The Experiment Logistics Module (ELM) consists of two sections:
  • The Japanese Experiment Logistics Module, Pressurized Section (ELM-PS) –- also called the JLP –- is a pressurized addition to the PM. The module is a storage facility that provides storage space for experiment payloads, samples and spare items;
  • The unpressurized (external) section (ELM-ES) will serve the EF. It is intended as a storage and transportation module.
The Japanese Experiment Module Remote Manipulator System (JEMRMS) is a robotic arm to support experiments conducted on the Exposed Facility. The main arm handles large items, while a smaller arm (the 'Small Fine Arm') can be attached to the main arm for more delicate work. The main arm is equipped with a TV camera allowing astronauts to monitor the operation from inside the pressurized module.


Pressurized Module
Length: 11.19 m (36.7 ft)
Diameter: 4.39 m (14.4 ft)
Mass: 14,800 kg (32,600 lb) 

Experiment Logistics Module
Length: 4.21 m (13.8 ft)
Diameter: 4.39 m (14.4 ft)
Mass: 8,386 kg (18,488 lb)

Anyhow... Kibo is doing experiments up in space. I know, many of my good friends think it is a waste of taxpayers money, and I really can't say I blame them... but as I said... it gives me hope for the future.

Some of the planned experiments for Kibo include:
 - MAXI X-ray astronomy from 0.5 to 30 keV.
 - SMILES observes and monitors very weak sub-millimeter wave emission lines of trace gas molecules in the stratosphere.
 - SEDA-AP (Space Environment Data Acquisition equipment-Attached Payload) measures neutrons, plasma, heavy ions, and high-energy light particles in ISS orbit. 
 - HREP (Hyperspectral Imager for the Coastal Ocean (HICO) & Remote Atmospheric & Ionospheric Detection System (RAIDS) Experimental Payload)

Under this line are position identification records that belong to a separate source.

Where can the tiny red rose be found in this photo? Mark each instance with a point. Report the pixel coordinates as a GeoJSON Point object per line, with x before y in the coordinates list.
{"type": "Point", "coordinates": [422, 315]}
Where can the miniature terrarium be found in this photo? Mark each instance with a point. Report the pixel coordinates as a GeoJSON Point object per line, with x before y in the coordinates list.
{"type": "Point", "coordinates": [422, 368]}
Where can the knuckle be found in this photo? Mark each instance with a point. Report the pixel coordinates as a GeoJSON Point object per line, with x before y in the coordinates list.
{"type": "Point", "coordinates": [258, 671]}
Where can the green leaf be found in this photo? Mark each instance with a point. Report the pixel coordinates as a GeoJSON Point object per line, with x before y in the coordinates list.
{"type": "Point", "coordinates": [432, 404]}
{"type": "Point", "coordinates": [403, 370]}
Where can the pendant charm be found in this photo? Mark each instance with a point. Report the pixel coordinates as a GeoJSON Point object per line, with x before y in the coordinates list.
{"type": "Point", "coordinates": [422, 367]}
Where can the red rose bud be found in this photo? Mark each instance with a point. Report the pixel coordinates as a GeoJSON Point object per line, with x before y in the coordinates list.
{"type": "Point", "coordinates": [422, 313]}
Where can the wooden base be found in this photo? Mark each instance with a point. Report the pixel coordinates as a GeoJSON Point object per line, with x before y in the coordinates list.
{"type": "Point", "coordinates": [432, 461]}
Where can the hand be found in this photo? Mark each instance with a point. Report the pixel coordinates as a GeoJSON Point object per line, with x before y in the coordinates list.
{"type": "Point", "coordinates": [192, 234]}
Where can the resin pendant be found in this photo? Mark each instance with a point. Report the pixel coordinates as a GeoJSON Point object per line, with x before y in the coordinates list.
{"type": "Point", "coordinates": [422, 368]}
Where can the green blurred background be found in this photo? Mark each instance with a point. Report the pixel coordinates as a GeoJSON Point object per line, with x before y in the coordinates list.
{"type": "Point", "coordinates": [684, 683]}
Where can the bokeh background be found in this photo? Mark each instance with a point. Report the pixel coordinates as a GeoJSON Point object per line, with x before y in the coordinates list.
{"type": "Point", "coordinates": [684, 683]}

Here's what JAXA has to say about Kibo:
 JAXA (has contacted) universities and other academic institutions to offer experiment themes for utilizing the Kibo, and conducts collaborative research with private companies. We also began a system of Kibo usage through which the private sector can use the Kibo with some fees.
We hope that space experiments and application will become more familiar to our lives through the Kibo.

What does this mean for us here on Earth? I have no bloody idea. And yet, I blindly hope it means something - something substantial that will help make a difference for us all. Really.

But... I really like that we continue to be curious about space. We are a part of it... why should we not know more about it? It has always helped me rediscover hope whenever I hear about a new mission.